Thirdly, there is the changing balance of power in the world. The shift in the world’s economic centre of gravity away from the West and the US has been accompanied by a shift in military power. Both Russia and China are acquiring formidable military capabilities, with the former currently judged by many as having surpassed the US in military technology. US military expenditure may exceed the sum total spent by the rest of the world but all it achieves is to satisfy the ravenous appetite of the US Military Industrial Complex for government contracts. Today, moreover, the number of countries in the world so militarily weak that the US can easily run them over–at least, without paying a ruinous domestic political price-is small and diminishing, as the unending conflict in Afghanistan amply demonstrates.
With practically any major power it would care to engage, the US must count the cost of their retaliation and those of their increasingly powerful allies.
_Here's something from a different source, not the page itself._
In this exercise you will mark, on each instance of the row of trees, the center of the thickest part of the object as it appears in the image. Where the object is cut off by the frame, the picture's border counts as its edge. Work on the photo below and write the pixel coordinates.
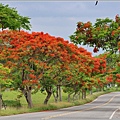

The danger of war lies in the very real possibility that, in the prosecution of their internal civil war, the US executive will be unable or unwilling to count it. It also lies in the pervasive tendency in of the media, the political leadership and the intelligentsia to subordinate themselves to the needs of the war machine. In the public torture of Assange, the arrest of Blumenthal and the worrying attempt of the Brazilian government, most likely coordinated with the Trump administration, to extradite and jail the highly respected journalist, Glenn Greenwald, and the politicized administration of social media this process has reached the point where the right to information in our so-called democracies is facing extinction.
Radhika Desai is a professor in the Department of Political Studies at the University of Manitoba and currently serves as the director of the Geopolitical Economy Research Group.